Besides human consumption, sardines also feed the pet food market and act as live bait in the multi-billion-dollar recreational fishing industry. They are also a food source for larger marine life, like sea lions which can be seen coming into harbor looking for fish.

Juril says the acoustic trawl surveys are flawed because they do not take near shore measurements, which is where he says fishermen are seeing stocks of sardines.

“These fisheries are managed on best available science,” said Juril, “and when the science is bad, it’s not doing anybody any good.”
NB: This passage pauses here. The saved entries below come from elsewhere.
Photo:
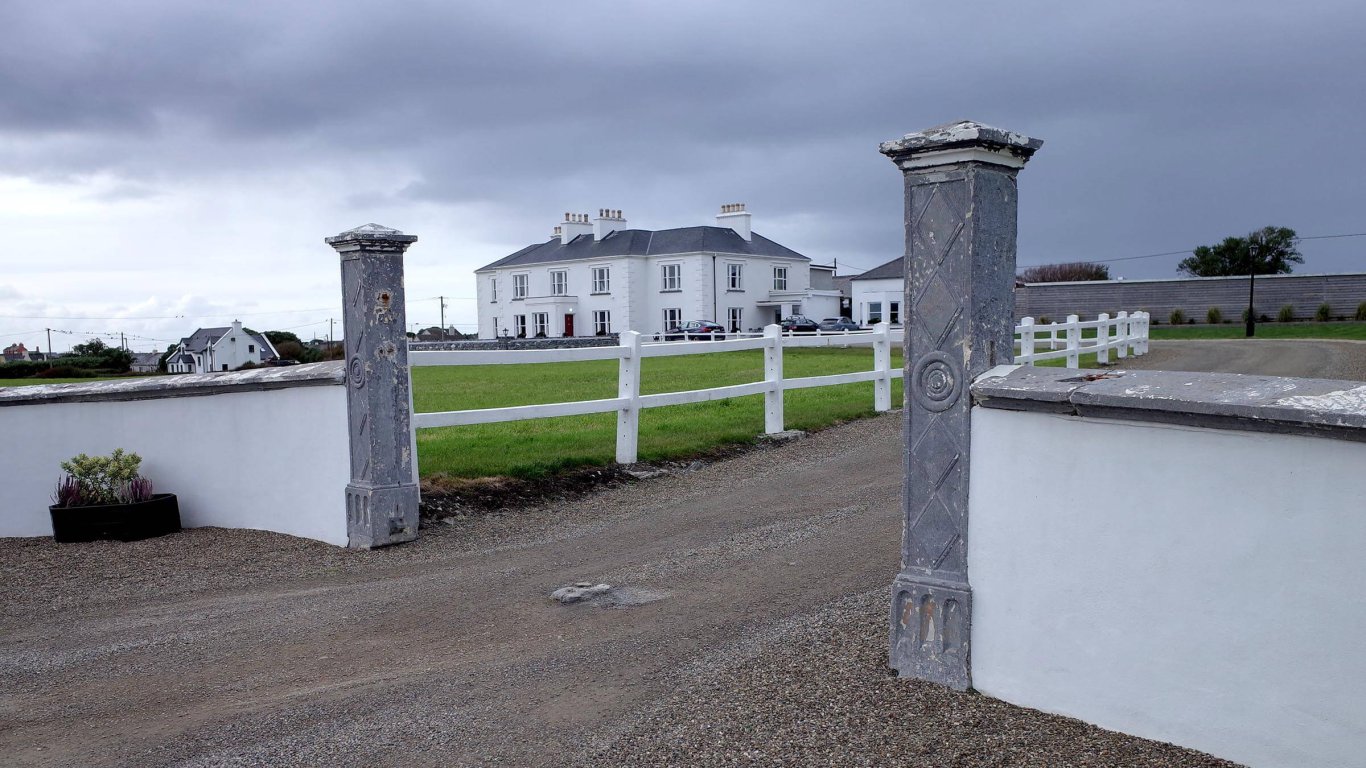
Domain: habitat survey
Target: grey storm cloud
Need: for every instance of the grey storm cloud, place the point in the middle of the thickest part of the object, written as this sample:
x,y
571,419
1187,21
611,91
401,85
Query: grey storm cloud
x,y
1167,125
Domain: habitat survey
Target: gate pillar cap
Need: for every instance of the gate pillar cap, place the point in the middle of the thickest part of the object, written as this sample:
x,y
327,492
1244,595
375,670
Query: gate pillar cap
x,y
372,237
963,141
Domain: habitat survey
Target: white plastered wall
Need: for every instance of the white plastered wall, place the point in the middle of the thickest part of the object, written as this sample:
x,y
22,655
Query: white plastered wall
x,y
1200,586
262,459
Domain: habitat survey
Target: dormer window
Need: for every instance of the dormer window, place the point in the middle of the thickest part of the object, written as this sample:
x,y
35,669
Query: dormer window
x,y
780,278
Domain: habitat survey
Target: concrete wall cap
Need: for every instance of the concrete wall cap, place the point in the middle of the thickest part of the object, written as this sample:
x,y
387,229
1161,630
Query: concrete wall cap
x,y
178,386
1225,401
960,134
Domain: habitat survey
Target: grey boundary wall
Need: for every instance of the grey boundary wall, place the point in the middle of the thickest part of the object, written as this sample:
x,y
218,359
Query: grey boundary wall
x,y
1194,297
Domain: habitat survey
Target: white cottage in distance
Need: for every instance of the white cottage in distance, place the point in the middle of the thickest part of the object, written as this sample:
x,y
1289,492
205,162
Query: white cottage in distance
x,y
596,278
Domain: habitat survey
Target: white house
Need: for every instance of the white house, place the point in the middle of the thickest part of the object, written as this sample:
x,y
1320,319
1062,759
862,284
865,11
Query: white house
x,y
596,278
219,349
877,294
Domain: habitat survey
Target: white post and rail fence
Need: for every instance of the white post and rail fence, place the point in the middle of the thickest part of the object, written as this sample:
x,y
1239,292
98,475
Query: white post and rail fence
x,y
1126,334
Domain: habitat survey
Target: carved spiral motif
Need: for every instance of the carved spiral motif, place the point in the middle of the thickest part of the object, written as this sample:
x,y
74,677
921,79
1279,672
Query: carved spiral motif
x,y
357,372
936,381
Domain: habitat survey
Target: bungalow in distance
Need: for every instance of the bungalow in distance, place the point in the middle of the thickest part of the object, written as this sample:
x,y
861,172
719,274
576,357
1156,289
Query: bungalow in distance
x,y
598,278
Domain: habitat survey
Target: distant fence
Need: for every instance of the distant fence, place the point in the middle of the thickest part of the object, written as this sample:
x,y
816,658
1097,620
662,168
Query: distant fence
x,y
629,402
1126,334
1195,295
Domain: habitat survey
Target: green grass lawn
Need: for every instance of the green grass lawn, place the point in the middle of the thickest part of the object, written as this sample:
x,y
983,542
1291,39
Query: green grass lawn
x,y
540,447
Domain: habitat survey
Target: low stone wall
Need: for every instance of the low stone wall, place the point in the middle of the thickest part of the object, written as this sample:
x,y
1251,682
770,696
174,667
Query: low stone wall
x,y
548,343
1194,297
264,448
1174,555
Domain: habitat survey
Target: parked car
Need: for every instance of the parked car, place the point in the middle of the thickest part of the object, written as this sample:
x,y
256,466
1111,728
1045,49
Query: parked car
x,y
798,323
695,331
839,324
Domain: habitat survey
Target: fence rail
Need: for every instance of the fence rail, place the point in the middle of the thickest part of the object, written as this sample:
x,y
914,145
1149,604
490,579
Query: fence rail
x,y
629,402
1126,334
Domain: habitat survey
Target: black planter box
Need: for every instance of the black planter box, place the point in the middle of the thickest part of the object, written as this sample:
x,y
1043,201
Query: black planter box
x,y
159,515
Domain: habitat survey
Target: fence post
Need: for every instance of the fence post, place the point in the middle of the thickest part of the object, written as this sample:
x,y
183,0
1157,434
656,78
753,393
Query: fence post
x,y
629,387
773,375
1074,340
1103,339
883,365
381,500
960,222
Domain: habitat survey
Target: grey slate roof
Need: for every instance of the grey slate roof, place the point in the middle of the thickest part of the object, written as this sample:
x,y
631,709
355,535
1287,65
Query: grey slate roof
x,y
201,339
884,271
645,242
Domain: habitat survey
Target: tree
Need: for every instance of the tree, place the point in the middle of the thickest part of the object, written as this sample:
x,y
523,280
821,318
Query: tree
x,y
282,336
94,347
1066,272
1269,250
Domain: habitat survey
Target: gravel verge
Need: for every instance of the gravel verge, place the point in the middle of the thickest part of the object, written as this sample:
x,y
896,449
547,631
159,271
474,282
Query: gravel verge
x,y
816,690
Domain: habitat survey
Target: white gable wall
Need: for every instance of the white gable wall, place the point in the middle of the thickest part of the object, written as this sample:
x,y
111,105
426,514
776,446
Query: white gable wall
x,y
883,291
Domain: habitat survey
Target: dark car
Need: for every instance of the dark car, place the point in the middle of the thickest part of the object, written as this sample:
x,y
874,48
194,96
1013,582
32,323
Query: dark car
x,y
695,330
839,324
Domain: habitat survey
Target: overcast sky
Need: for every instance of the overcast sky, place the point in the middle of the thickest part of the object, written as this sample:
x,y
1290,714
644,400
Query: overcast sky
x,y
174,164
Juril has been working in conjunction with the Department of Fish and Wildlife to do near shore aerial surveys. A spotter plane will take images once a school is spotted and radio back to the boat with location. The school is then scooped up with the boat’s purse nets and the yield will be measured and correlated to the images so that future estimates can be made more accurately.

“Most, or almost all almost all, of [the sardines] are always fished from 25 meters into surf line,” explained Juril.

Another neighbor, Jamie Ashley, is a bait hauler, also participating in the aerial surveys. The Pacific Fishery Management Council does allow for a few thousand tons of sardines to be harvested as live bait, but Ashley is worried that too could be shut down.

“If we can't get sardines, we’re out of business,” Ashley said. “There's nothing else to catch. There's nothing else to use for bait so we're done.”

“The corns ripe, ready to pick,” said Juril. “There's corn all over the place and some scientists are saying, ‘No corn this year. Can’t pick it. Sorry.’ So we're trying to do what we can do to add to the science so that they do have better information and we can get a better assessment of abundance.”

Juril will haul other catches like squid and continue the near shore surveys hoping to add to stock assessment data and end the moratorium on sardines, but scientists aren't optimistic and worry sardine stocks will take years to recover.